Transfers & sync

The transfer surface is layered so you can pick the abstraction level you need.

One-shot file transfers

uploadFile, downloadFile, and copyBetween handle the 90% case: move one file, get progress events, fail loudly on errors.

import { uploadFile } from "@zero-transfer/sdk";

await uploadFile({
  client,
  localPath: "./dist/app.tar.gz",
  destination: { path: "/releases/app.tar.gz", profile },
  onProgress: (e) => console.log(`${e.bytesTransferred}/${e.totalBytes ?? "?"}`),
});

copyBetween streams bytes through your machine, which is what lets it work across any provider pair (SFTP to S3, WebDAV to local, …). Backend-native fast paths for same-provider copies are planned but not implemented yet - see the capability matrix for what each provider advertises today.

Retries, timeouts, and stall detection

Every execution path - the one-shot helpers, runRoute, TransferQueue, and TransferEngine.execute - accepts a retry policy and a timeout policy. createDefaultRetryPolicy is the production-ready policy: it retries only failures the SDK marks retryable, backs off exponentially with full jitter, honors server Retry-After hints on 429/503 responses, and stops once a total elapsed budget is spent.

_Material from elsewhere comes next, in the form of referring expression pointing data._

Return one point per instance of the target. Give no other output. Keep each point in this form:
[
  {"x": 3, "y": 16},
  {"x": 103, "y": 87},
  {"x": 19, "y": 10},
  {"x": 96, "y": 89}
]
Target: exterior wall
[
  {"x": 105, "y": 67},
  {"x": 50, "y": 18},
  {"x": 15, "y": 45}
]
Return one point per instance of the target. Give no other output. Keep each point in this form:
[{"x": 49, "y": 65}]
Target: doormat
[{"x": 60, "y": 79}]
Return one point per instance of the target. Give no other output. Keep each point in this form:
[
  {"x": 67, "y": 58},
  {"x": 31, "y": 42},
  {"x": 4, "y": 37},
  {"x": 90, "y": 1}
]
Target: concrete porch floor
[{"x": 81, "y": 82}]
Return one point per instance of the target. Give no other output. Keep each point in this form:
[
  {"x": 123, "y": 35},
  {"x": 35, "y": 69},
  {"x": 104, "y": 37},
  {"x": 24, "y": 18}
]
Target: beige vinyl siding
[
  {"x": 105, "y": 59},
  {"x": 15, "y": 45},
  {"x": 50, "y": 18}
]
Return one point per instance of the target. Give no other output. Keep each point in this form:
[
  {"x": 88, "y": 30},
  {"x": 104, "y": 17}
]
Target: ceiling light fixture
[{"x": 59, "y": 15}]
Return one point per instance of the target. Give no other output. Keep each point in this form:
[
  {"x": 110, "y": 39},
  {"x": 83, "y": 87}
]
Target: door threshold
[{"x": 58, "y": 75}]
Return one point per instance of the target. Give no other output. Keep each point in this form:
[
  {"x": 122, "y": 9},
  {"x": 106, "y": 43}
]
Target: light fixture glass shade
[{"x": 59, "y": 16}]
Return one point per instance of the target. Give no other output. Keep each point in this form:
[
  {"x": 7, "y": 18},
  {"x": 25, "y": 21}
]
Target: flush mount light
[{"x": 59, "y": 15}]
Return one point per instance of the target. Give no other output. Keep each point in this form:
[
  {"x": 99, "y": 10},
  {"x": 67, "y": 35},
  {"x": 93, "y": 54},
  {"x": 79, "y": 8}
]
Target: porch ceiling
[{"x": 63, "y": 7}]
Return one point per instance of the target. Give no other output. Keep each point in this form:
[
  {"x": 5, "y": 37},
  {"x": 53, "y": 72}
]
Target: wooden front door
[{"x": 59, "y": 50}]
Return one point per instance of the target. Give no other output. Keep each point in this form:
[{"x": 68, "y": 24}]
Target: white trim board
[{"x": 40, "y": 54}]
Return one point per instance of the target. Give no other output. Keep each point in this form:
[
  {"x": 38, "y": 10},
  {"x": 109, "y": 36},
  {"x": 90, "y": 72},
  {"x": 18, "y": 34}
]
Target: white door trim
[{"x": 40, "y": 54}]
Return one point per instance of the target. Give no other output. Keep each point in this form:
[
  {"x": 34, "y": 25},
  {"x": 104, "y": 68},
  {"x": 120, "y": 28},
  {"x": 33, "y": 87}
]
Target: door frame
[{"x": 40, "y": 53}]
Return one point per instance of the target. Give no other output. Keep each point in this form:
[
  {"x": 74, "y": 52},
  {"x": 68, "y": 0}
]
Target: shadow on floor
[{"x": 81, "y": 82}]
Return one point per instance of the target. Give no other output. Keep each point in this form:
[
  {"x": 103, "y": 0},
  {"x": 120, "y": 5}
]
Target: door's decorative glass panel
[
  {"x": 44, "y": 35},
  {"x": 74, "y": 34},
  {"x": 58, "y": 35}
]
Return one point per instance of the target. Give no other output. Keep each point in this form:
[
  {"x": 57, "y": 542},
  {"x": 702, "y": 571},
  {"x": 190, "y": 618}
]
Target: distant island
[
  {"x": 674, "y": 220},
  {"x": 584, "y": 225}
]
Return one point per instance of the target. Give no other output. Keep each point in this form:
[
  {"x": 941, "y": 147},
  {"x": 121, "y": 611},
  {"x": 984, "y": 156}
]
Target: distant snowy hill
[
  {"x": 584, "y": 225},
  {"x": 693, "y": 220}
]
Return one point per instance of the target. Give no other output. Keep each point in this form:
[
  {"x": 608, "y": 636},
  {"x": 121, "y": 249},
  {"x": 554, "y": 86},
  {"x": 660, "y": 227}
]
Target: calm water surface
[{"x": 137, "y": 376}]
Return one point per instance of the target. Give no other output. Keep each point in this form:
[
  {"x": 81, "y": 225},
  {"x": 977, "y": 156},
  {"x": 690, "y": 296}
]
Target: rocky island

import { createDefaultRetryPolicy, uploadFile } from "@zero-transfer/sdk";

await uploadFile({
  client,
  localPath: "./dist/app.tar.gz",
  destination: { path: "/releases/app.tar.gz", profile },
  retry: createDefaultRetryPolicy(),
  timeout: { timeoutMs: 600_000, attemptTimeoutMs: 120_000, stallTimeoutMs: 30_000 },
});

Timeouts have two scopes with deliberately different semantics:

Job scope (timeoutMs) covers the whole execution including retries. When it fires, the job fails immediately - the retry policy is never consulted.
Attempt scope (attemptTimeoutMs, stallTimeoutMs) covers a single attempt. The stall watchdog resets on every progress report, so it catches connections that go silent without ever erroring. When either fires, only the active attempt is aborted and the failure flows into the retry policy like any other - a stalled or timed-out attempt is retried with backoff.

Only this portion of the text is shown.